Norwegian expedition cruise operator Hurtigruten is taking its environmental commitment to another level as the company is planning to use a byproduct of rotten fish to power its ships.
“We are talking about an energy source (LBG) from organic waste, which would otherwise have gone up in the air. This is waste material from dead fish, from agriculture and forestry,” Reuters cited Hurtigruten CEO Daniel Skjeldam as saying.
Being a company that operates in environmentally-sensitive areas in the Arctic, it is very important for Hurtigurten to cut its environmental footprint. As a result, the company has embarked upon an ambitious investment program, which will see six of its ships retrofitted to run on LNG, electric batteries and liquefied bio gas, Reuters reported.

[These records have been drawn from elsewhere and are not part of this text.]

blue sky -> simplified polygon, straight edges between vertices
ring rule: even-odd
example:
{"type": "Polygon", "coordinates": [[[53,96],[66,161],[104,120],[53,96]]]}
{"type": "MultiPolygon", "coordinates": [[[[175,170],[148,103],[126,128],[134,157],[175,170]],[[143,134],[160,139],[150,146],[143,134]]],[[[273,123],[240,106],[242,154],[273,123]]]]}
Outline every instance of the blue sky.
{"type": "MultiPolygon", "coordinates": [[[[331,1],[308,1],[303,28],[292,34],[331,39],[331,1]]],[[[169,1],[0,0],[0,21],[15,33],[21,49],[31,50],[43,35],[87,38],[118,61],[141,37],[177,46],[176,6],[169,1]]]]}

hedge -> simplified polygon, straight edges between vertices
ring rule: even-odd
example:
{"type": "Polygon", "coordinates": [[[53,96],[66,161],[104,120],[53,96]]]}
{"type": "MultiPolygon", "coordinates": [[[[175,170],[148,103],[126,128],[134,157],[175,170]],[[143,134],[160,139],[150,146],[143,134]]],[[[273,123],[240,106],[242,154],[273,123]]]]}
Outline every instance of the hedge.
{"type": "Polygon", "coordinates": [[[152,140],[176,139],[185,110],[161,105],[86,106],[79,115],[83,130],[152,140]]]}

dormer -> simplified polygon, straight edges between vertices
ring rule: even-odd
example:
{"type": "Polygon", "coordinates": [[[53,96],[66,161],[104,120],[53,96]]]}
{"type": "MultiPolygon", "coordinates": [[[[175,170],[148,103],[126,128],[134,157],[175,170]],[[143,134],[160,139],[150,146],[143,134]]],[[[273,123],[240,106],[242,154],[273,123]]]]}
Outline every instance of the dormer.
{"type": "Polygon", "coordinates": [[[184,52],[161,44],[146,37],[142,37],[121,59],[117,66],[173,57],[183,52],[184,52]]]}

This is in addition to the company’s newbuilding program which is comprised of three hybrid cruise ships. Specifically, Hurtigruten has two 15,000-ton hybrid-powered vessels, MS Roald Amundsen and MS Fridtjof Nansen, on order at Kleven. At the beginning of November, Hurtigruten inked a memorandum of understanding with its compatriot shipbuilder for the construction of the third such vessel.
Furthermore, as part of its emission cutting steps, the Norwegian cruise company teamed up with Rolls-Royce for a major environmental upgrade program to hybrid power.
The plan is to convert the main engines on up to nine cruise ships from diesel to gas power and equip the ships with a hybrid battery system.
The deal comprises the supply of equipment to six existing passenger cruise vessels, with an option for a further three. The upgrade will enable the former diesel-powered ships to reduce CO2-emissions by at least 25 percent, Rolls-Royce said earlier.
Ultimately, the company aims to become carbon neutral by 2050 in line with the shipping industry’s decarbonization drive.